見た目が受けいれにくいと敬遠され、さらに差別されることもある。
私だってどんな姿も大丈夫! とは胸を張れない。
毎晩おいしい料理をつくってくれる片足のコックにも、最初の挨拶では驚いてしまった。
前を含めても、間近にする機会がなかったからだ。
すぐに失礼を詫びたし、あちらは気にしていなかったが、自分が恥ずかしかった。
でもそんな私にコックは、べつに驚いてもいい、とあっけらかんと告げた。
「見て見ぬフリとか、きれい事を言われるほうがしんどいです」
それもそうかも、と納得した。
数日経って慣れてしまえば、気にならなくなったし、今は気軽に喋ってもいる。
壁がなくなったおかげか、ハンバーグの肉ダネ捏ねたりも手伝うくらいだし。
……いや、だって、しっかりこねたほうがおいしいのを知ってるから、つい。
「いきなり見たら、びっくりするかもしれませんね。びっくりしてから、知りたいです」
そんなことを思いだしながら、言葉を続けた。
シルス様はしばらく無言で、私もこれといった言葉が浮かばなくて、沈黙の時間が流れる。
「知りたい、と、そう思ってくれるのか」
吐息に混ぜてくるのはちょっとどきどきするからやめてほしい。
いや、はっきりした声で言う勇気が出ないのはわかってる。わかってるけど……!
「──それなら、あなたが喜ぶように願いながら、魔力を流そう」
「それって……どうなるんですかね?」
かなり抽象的な願いだ。
私は具体的な見た目とかを頼んでいないわけだし。
そもそも、絶対「こんな感じ希望」とは口に出せないし!
「わからないから、面白いだろう?」
愉快そうな声に、シルス様のお茶目なところをはじめて見て、ひっそり感動する。
今まで冗談なども聞いたことがなかった。
でも、今までの研究だと、大抵目的を持って魔力を流しただろうから、抽象的にするとどうなるかは、テーマとして面白そう。

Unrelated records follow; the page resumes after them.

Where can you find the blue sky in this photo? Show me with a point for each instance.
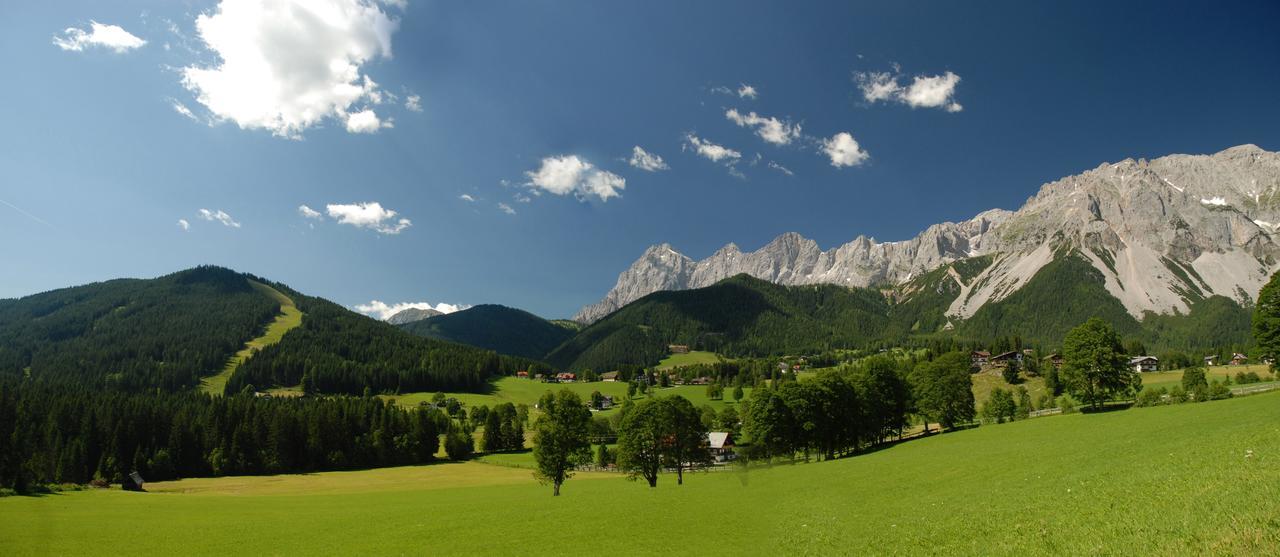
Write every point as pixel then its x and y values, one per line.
pixel 978 105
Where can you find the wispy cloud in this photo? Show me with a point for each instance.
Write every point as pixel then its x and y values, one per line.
pixel 383 311
pixel 572 174
pixel 219 217
pixel 771 129
pixel 99 35
pixel 28 214
pixel 647 160
pixel 309 213
pixel 370 215
pixel 414 103
pixel 781 168
pixel 711 151
pixel 923 91
pixel 844 150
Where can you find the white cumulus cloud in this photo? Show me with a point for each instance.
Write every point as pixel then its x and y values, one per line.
pixel 182 109
pixel 99 35
pixel 771 129
pixel 365 122
pixel 844 150
pixel 370 215
pixel 383 311
pixel 414 103
pixel 924 91
pixel 219 217
pixel 286 65
pixel 781 168
pixel 712 151
pixel 572 174
pixel 647 160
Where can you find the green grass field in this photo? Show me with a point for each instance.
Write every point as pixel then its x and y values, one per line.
pixel 528 392
pixel 1183 479
pixel 1169 379
pixel 679 360
pixel 287 320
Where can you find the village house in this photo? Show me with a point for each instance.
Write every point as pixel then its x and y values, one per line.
pixel 979 356
pixel 1054 360
pixel 721 446
pixel 1143 364
pixel 1005 357
pixel 133 482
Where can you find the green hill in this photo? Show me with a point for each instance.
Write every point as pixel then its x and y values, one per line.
pixel 133 334
pixel 740 315
pixel 498 328
pixel 170 332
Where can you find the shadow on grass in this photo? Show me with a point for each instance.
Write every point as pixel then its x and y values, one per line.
pixel 1106 407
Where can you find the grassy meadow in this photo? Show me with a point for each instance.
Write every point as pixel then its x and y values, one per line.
pixel 1183 479
pixel 1168 379
pixel 529 391
pixel 288 319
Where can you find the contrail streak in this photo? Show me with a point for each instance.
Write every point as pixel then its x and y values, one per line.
pixel 28 214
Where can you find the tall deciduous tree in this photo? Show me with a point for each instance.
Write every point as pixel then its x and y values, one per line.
pixel 1266 320
pixel 561 437
pixel 686 433
pixel 944 389
pixel 1095 368
pixel 641 438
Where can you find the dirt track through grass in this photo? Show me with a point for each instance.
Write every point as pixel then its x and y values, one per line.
pixel 288 319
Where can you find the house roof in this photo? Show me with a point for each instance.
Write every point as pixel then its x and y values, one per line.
pixel 718 439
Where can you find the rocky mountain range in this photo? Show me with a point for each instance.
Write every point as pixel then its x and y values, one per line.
pixel 1164 233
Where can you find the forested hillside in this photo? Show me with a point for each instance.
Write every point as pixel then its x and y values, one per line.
pixel 167 333
pixel 132 334
pixel 498 328
pixel 73 434
pixel 737 316
pixel 339 351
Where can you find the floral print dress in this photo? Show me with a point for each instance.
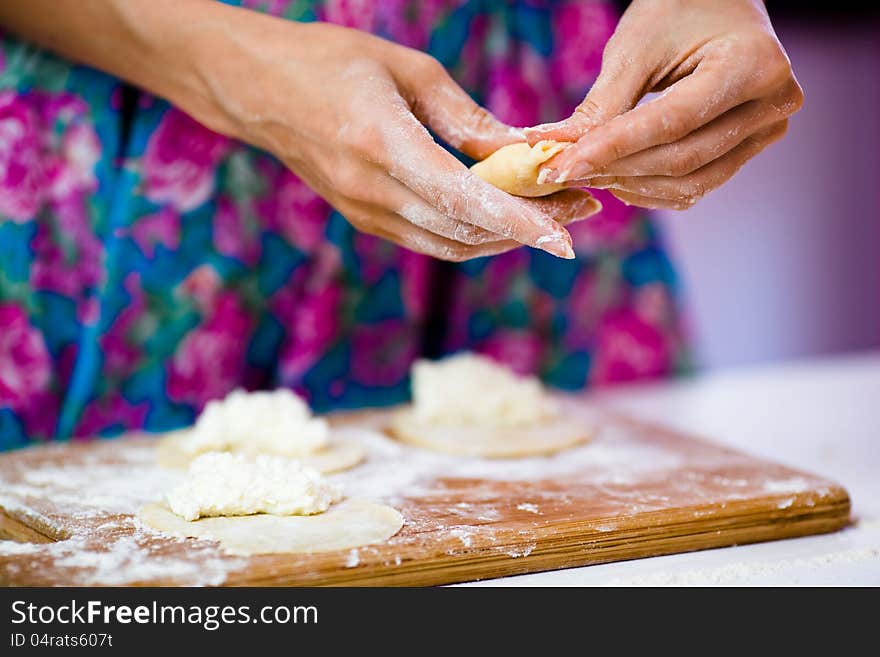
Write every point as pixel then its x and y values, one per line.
pixel 148 265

「すぐ近くにあなたが魔力を流しているラフレシアがあるから、無関係とはならないと思う」
た、たしかに。
私のラフレシアに魔力は流す間、どうしたって付近には私の魔力が漂うわけで。
それも環境要因になる可能性は高い。
毎日気合いを入れて、枝分かれして絡んでくれますようにって願っているし。
「……こうなると、シルス様と私の魔力、両方流す植物もひとつ欲しくなりますね」
二名以上の魔力を流すというのは、花屋の植物ではまずない。
他者の魔力が入ることで、狙いどおりの色が出なくなったりするからだ。
でも、ラフレシアのサイズでなくとも、ほどほどの大きさなら、多量の魔力を注がれても負けないはず。
「同じものもいいが……ラフレシアが成長したら、別の種類を買ってみようか」
シルス様の今後の提案に、ぜひ! と食い気味に答えてしまった。